Facilitators often have to take into account the paradoxes adult learners present. On one hand, adult learners are accustomed to feeling competent and in-charge. On the other hand, they may harbour feelings of insecurity about their ability to perform in "school". While they may have years of work experience and informal learning, they may not have been involved in formal learning for several years.
How do we meet the needs of adult learners online?
Certain strategies and approaches seem to work well, including providing choice and inviting adult learners to leverage their experience, using coaching, dialogical models, and team-based learning reinforce a facilitative rather than directive approach to instruction. And meeting adult learners where they are, with active (experiential), relevant, applicable learning experiences will go far to support engagement and ultimately learning.
Learning Styles
The idea of "learning styles" (or, "preferences", as they are often called) is an interesting one. The main idea behind Learning Styles is a widely adopted and accepted idea in Education: people learn in different ways.
On one hand, it seems like one of those "motherhood" statements. For example, as Richard Felder notes, Students preferentially take in and process information in different ways...it's hard to disagree with that. And people believe it (how often have you heard someone say, "Oh, I'm a visual learner?")
On the other hand, it's not without controversy. In this week's readings, there are two "con" pieces that illustrate how learning styles may not hold up as promised under strict research scrutiny.

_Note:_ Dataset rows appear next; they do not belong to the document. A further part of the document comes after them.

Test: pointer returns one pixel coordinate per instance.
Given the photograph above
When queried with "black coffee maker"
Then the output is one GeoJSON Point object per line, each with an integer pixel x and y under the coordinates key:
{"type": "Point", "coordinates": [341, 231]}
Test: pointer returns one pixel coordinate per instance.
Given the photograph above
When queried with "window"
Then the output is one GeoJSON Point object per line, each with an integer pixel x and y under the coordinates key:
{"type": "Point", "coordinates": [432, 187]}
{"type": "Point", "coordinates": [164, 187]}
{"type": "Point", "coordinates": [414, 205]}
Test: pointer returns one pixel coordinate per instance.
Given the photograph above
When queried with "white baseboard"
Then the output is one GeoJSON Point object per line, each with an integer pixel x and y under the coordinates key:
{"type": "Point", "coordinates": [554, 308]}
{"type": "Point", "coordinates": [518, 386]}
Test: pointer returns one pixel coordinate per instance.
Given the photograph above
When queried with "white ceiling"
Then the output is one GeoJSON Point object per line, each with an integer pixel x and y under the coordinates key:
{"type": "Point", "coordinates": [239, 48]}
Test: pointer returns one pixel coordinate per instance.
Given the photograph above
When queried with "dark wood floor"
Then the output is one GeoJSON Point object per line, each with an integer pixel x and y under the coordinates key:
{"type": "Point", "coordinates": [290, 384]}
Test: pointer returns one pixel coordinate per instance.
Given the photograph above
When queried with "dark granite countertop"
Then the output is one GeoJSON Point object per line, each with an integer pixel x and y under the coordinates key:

We wanted to provide this balanced view. The ideas behind Learning Styles are very useful to have in mind, but they aren't a solution to every teaching challenge. You don't, for example, want to spend a lot of time, "diagnosing" learning styles and changing everything, every time, for every learner. That's not the point.
The point is, to be aware of different ways that people can/do/prefer to take in information, and therefore the different ways you can make information available, online. Having the idea of learning styles in your mind, for example, may inspire you to seek (or create) a piece of audio, or video, or an image to communicate, instead of text-only resources.